As the economy slows and revenues fall, Jerusalim said earnings will likely start to contract. However, he said many companies have had time to prepare for a slowdown and this is part of the “evolving, rolling economic cycle and nothing overly concerning.”

He predicts the most attractive opportunities are in energy. On the supply side, investment into new projects will likely be curbed due to environmental uncertainty, NIMBYism and more consideration for indigenous communities, he said. 

Shale growth is also hitting hurdles, he said. Investors are demanding cash flow to be returned in the form of dividends and buybacks, starving companies of future production growth.

“Any company that announces major investments at the expense of a return would suffer harsh consequences from fickle investors today,” he said.

These two dynamics have also allowed OPEC+ to “begin acting like the cartel that they are,” Jerusalim said.
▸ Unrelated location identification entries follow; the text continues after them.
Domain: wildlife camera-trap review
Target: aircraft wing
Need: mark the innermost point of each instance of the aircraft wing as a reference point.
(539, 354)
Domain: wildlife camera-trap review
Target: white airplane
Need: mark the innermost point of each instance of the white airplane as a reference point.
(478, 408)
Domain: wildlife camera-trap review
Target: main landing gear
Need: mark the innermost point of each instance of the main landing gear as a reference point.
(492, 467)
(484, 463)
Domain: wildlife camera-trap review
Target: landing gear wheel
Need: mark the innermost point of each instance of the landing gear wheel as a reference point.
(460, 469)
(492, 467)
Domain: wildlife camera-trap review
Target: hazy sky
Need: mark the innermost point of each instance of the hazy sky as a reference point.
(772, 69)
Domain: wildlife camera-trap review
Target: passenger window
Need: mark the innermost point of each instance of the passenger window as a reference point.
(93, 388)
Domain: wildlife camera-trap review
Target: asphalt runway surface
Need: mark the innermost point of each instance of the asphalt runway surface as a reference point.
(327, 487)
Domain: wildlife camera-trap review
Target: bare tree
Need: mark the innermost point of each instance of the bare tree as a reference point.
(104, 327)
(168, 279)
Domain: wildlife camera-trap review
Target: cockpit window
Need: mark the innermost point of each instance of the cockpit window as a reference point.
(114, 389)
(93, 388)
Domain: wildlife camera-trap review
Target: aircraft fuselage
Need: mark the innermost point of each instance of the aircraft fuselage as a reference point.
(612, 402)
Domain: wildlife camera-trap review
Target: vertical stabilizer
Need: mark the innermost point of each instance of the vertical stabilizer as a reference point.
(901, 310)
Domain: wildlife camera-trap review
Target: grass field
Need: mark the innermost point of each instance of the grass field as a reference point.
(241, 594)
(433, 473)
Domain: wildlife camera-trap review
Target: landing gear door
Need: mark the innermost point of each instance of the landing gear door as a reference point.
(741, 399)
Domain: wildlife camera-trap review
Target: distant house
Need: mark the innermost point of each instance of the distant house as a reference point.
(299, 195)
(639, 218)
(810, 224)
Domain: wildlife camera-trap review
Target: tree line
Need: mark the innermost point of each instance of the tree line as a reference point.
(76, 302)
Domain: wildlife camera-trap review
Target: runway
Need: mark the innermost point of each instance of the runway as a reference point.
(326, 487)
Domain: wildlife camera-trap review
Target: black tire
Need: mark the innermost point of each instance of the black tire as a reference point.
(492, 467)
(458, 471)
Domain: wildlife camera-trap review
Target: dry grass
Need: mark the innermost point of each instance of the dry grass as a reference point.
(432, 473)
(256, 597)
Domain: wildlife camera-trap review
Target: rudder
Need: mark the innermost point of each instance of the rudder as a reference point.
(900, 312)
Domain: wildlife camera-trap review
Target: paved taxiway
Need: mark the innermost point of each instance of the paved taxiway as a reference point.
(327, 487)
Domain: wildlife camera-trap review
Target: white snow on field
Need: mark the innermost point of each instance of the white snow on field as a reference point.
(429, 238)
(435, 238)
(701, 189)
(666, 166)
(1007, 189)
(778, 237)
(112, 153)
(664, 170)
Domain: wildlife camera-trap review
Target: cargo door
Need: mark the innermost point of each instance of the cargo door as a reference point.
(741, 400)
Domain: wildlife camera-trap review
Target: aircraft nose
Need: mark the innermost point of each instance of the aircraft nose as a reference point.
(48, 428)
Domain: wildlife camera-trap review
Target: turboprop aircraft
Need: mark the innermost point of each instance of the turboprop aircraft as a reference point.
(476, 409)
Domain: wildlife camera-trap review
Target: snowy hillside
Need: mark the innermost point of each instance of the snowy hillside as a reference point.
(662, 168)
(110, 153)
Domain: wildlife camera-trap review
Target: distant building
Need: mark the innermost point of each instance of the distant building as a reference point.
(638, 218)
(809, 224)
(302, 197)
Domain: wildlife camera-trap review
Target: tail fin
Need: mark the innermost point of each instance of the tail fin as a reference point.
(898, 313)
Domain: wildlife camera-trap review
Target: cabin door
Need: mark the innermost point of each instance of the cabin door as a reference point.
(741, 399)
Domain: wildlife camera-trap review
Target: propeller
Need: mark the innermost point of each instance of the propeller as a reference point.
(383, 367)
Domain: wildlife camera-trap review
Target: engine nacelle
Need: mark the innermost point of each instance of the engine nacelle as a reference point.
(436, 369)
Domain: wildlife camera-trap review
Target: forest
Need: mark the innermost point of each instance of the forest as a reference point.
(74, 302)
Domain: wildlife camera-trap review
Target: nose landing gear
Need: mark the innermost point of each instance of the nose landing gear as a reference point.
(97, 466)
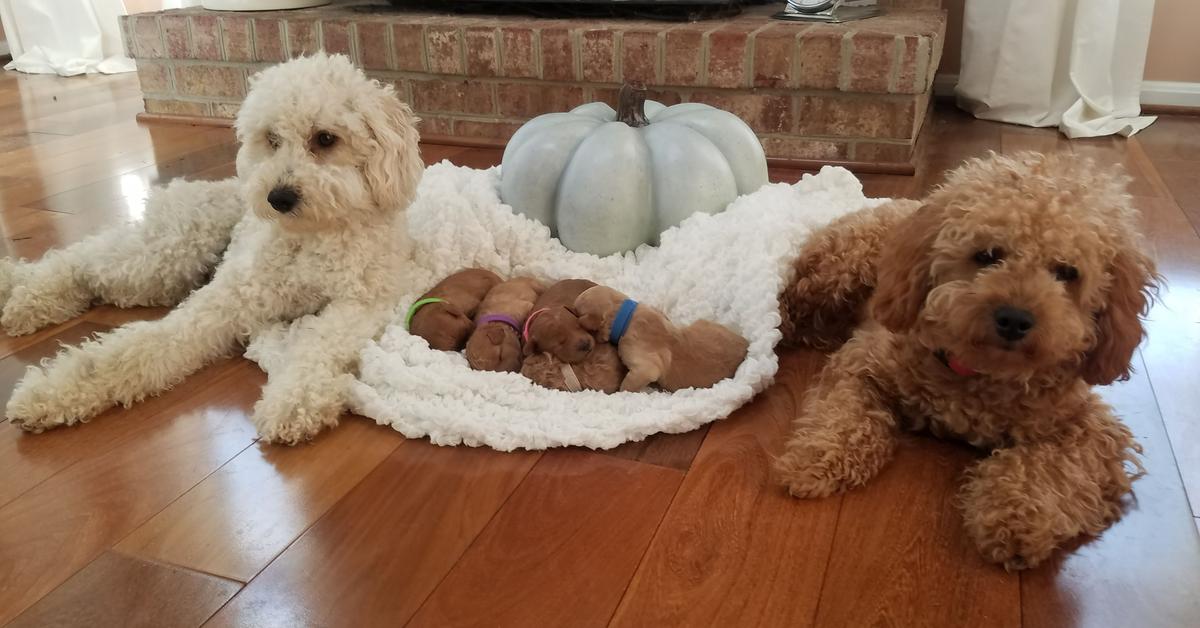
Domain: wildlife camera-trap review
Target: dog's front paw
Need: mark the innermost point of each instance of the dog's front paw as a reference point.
(293, 420)
(37, 405)
(1007, 521)
(1007, 539)
(807, 474)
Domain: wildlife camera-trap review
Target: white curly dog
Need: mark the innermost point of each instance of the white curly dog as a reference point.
(313, 234)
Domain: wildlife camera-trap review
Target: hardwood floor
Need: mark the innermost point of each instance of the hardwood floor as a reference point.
(169, 513)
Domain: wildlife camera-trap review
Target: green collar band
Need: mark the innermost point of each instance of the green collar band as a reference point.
(418, 305)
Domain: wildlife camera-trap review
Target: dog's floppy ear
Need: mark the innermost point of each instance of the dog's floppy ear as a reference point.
(1119, 329)
(395, 167)
(904, 269)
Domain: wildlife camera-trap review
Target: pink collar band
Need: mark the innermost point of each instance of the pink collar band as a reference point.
(499, 318)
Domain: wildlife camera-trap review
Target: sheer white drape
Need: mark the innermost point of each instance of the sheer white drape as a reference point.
(65, 37)
(1072, 64)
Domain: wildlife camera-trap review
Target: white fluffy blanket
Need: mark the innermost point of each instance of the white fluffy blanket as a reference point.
(727, 267)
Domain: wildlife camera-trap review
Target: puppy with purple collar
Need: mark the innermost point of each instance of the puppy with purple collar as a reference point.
(496, 342)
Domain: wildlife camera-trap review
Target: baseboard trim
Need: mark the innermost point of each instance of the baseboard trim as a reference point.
(943, 85)
(1157, 96)
(1170, 94)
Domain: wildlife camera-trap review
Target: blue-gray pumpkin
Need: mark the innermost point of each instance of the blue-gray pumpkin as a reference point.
(607, 180)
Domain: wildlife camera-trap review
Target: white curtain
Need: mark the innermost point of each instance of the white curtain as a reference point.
(69, 37)
(1072, 64)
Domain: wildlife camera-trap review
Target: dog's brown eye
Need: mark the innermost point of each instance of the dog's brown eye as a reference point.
(325, 139)
(1066, 273)
(988, 257)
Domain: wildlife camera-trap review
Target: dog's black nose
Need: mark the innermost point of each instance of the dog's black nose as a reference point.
(283, 198)
(1013, 323)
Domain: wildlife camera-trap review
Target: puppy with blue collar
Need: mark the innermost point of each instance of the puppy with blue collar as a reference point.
(657, 351)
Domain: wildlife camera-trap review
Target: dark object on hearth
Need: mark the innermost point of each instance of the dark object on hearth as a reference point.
(827, 11)
(661, 10)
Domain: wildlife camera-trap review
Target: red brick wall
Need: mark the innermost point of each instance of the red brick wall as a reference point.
(851, 91)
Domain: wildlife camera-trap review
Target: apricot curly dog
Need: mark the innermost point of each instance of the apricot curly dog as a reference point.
(994, 305)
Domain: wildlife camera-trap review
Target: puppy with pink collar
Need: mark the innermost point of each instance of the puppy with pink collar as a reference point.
(496, 342)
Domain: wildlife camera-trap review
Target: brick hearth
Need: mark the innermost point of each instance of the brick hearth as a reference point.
(849, 93)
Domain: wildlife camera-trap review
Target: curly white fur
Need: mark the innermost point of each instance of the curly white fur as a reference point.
(331, 265)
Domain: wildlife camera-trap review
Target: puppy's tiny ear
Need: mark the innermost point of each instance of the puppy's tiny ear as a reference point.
(394, 167)
(904, 276)
(591, 322)
(1119, 329)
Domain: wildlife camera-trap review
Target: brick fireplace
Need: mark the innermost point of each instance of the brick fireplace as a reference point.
(855, 93)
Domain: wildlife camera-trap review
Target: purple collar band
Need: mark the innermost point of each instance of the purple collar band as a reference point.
(499, 318)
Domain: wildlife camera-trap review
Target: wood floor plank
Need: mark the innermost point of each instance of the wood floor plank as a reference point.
(735, 549)
(235, 521)
(1109, 151)
(901, 557)
(672, 450)
(1171, 350)
(131, 189)
(1144, 570)
(1182, 178)
(378, 552)
(117, 590)
(575, 530)
(1173, 138)
(64, 522)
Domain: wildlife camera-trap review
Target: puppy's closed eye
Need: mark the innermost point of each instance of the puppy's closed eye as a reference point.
(1066, 273)
(989, 257)
(322, 141)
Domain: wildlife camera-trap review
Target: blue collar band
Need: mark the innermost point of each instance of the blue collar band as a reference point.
(621, 322)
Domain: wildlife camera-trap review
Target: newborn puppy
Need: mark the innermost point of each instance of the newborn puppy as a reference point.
(600, 370)
(553, 327)
(443, 316)
(654, 350)
(496, 342)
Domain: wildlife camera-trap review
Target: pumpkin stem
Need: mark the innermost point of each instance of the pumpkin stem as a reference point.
(631, 105)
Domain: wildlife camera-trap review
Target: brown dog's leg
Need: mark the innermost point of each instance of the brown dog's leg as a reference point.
(834, 276)
(841, 438)
(1021, 503)
(645, 369)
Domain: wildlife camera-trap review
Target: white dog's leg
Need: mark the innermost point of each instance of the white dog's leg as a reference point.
(142, 358)
(157, 261)
(307, 390)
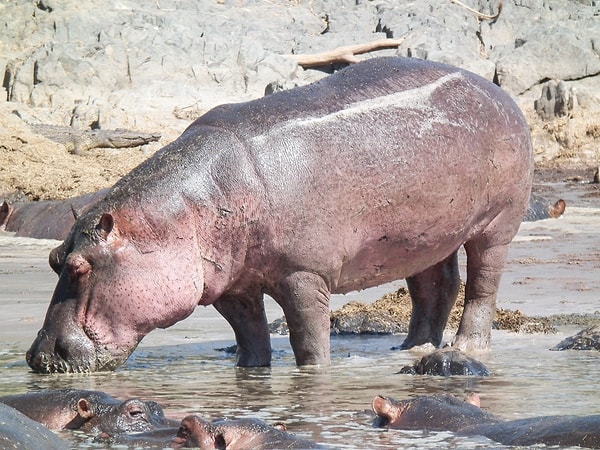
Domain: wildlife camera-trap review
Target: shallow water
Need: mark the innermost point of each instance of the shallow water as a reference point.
(553, 268)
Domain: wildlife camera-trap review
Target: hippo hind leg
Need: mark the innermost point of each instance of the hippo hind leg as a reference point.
(246, 315)
(433, 293)
(484, 268)
(304, 297)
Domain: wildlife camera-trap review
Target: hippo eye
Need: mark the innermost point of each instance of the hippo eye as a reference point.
(56, 259)
(183, 432)
(137, 414)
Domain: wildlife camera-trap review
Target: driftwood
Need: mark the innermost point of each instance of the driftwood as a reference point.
(77, 141)
(479, 15)
(343, 54)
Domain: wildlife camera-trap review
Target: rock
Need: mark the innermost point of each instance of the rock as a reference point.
(556, 100)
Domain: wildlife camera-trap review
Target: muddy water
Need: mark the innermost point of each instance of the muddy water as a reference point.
(553, 268)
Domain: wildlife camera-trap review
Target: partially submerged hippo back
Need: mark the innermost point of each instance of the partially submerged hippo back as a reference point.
(18, 431)
(93, 411)
(379, 172)
(447, 413)
(441, 412)
(235, 434)
(587, 339)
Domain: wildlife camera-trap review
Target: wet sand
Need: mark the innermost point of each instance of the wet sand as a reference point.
(553, 268)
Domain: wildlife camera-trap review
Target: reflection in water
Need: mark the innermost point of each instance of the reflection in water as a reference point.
(332, 405)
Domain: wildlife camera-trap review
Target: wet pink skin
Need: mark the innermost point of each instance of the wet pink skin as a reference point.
(379, 172)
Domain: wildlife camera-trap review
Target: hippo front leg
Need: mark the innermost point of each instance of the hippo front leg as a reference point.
(246, 315)
(484, 268)
(433, 293)
(304, 298)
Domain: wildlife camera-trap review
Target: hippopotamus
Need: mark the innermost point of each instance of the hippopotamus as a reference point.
(378, 172)
(587, 339)
(47, 219)
(234, 434)
(445, 412)
(540, 209)
(17, 431)
(447, 362)
(91, 411)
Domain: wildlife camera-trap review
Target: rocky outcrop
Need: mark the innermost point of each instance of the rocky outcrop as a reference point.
(153, 66)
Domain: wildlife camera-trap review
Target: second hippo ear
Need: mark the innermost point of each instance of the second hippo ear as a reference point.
(105, 225)
(385, 409)
(84, 409)
(220, 441)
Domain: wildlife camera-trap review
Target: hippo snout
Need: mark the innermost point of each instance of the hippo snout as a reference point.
(72, 353)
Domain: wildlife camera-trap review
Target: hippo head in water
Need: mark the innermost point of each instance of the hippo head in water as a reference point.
(102, 307)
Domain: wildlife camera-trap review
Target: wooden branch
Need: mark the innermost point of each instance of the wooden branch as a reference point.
(77, 141)
(477, 13)
(343, 54)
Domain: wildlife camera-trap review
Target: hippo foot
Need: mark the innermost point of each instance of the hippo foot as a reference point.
(447, 362)
(406, 345)
(470, 344)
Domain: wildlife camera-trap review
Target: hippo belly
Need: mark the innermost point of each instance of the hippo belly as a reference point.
(379, 172)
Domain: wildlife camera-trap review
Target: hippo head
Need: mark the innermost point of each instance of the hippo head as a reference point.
(195, 432)
(121, 274)
(130, 416)
(442, 412)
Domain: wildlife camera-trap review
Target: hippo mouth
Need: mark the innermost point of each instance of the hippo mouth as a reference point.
(72, 354)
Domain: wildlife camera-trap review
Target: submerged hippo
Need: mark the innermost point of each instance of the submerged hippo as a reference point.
(17, 431)
(447, 413)
(587, 339)
(91, 411)
(235, 434)
(49, 219)
(379, 172)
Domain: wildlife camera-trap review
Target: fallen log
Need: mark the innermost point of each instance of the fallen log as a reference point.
(77, 141)
(345, 54)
If demand falls, OPEC+ can cut production knowing that North American producers won’t be able to steal the market share as they have in the past. 

The last piece of the puzzle is valuation, he said, which looks somewhat positive. Although many of the highest-quality producers in Canada are still trading near trough valuations, companies like Canadian Natural Resources Ltd., Tourmaline Oil Corp. and Cenovus Energy have mostly paid down their debt, meaning that nearly 100% of the cash flows are returned to shareholders in the form of dividends and buybacks.